Michele Martin reports on a distinctive two-pronged promotion for Pot
Noodle
You can tell Howell Henry Chaldecott Lury is not pushing
‘disintegration’ as the Next Big Thing because one senior staffer there
readily admits: ‘I’ve never heard of it.’
But the idea that an agency at the forefront of integrated thinking is
promoting the concept at all is odd - even though its champion, Adam
Lury, a partner, adds the disclaimer that it is valid for only ‘a small
group’ of clients.
Lury defines disintegration as the promotion of two contradictory brand
messages simultaneously, compared with an integrated approach which
draws its strength from positing just one.

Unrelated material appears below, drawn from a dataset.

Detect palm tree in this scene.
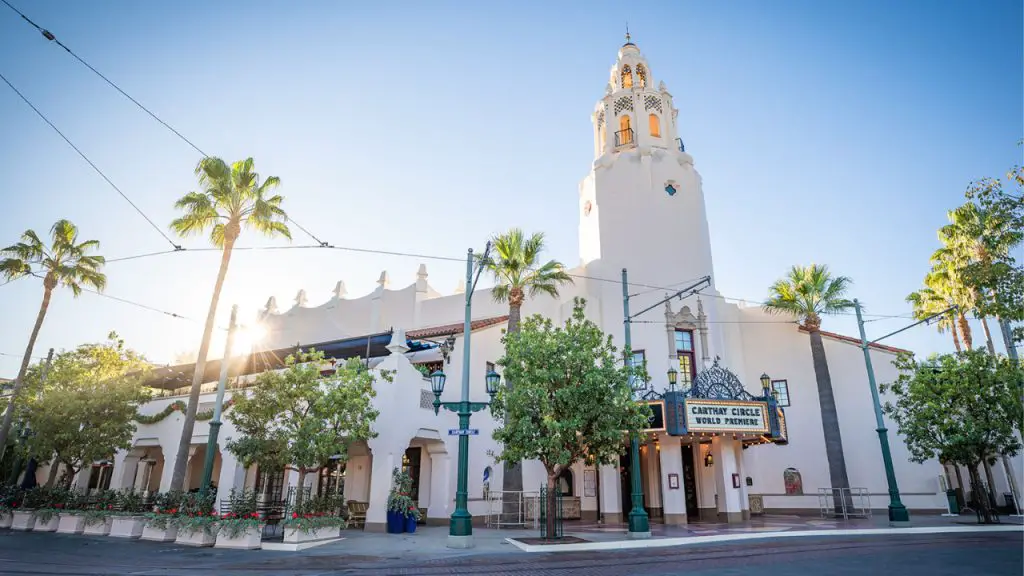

He adds that it is a reaction to taking integration ‘too literally’: ‘I
think an integrated experience will form the basis of the answer to a
lot of big business problems, but you can’t fit all brands into a ‘one-
size-fits-all’ strategy.’
‘The rest of humankind would call this targeted marketing. This is just
another ‘ism’ owned temporarily by Howell Henry,’ says Mark Fiddes, a
former partner at the agency, now managing partner at the marketing
company, Touch.
Fiddes may be right, because Howell Henry only has one example of this
exception to the rule. It is the recent Pot Noodle campaign that
promoted the brand as both health food and fast food.
The work was developed to appeal equally to the snack’s 16- to 24-year-
old consumers and the diet-conscious adults generally responsible for
buying them. First, a jolly health education-style leaflet campaign
featuring the cartoon character, Ned Noodle, was door-dropped to three
million homes, leisure centres and doctors’ surgeries. Then a more
typical television strategy, showing Terry the Pot Noodle addict railing
at the manufacturer, Golden Wonder, about the real-life, healthy-eating
campaign, went on air nationally. ‘It’s too gorgeous to be faffy food,’
he moaned.
Lury says that such disintegration supersedes integration because it
does more than just deliver a message. It takes advantage of growing
consumer sophistication by asking viewers to decode strategy, making an
ad an ‘experience’ rather than just a one-way communication.
Jeremy Woods, Golden Wonder’s marketing manager, Instant Hot Snacks,
adds that disintegration only works by using techniques developed from
integration: ‘What you learn from integration is how all the elements of
a campaign work together - it makes it easier to pull them all apart, as
we have with this.’
Woods and Lury make interesting points, but they still have an uphill
struggle ahead convincing others that disintegration is a trend. To
most, the strategy seems little different to that of any other brand
with more than one market to target - such as financial services
companies hitting both ‘grey’ consumers and first-time home-buyers, or
supermarkets running image and price ads.
Graham Kemp, chairman of the Marketing Store, believes Howell Henry has
just found a clever one-off creative solution to a common marketing
conundrum. ‘Any product seeking parental endorsement has the same
problems,’ he says. ‘When I worked at McCann-Erickson 15 years ago on
Nesquik, we did one set of ads in kids’ comics saying the drink was fun
and another in women’s magazines telling mums: ‘Milk’s good for you and
here’s a way of getting kids to drink it.’’
If Kemp and Fiddes are right, then disintegration may be little more
than an interesting way of analysing individual campaigns. But whether
it delivers anything more profound is another matter.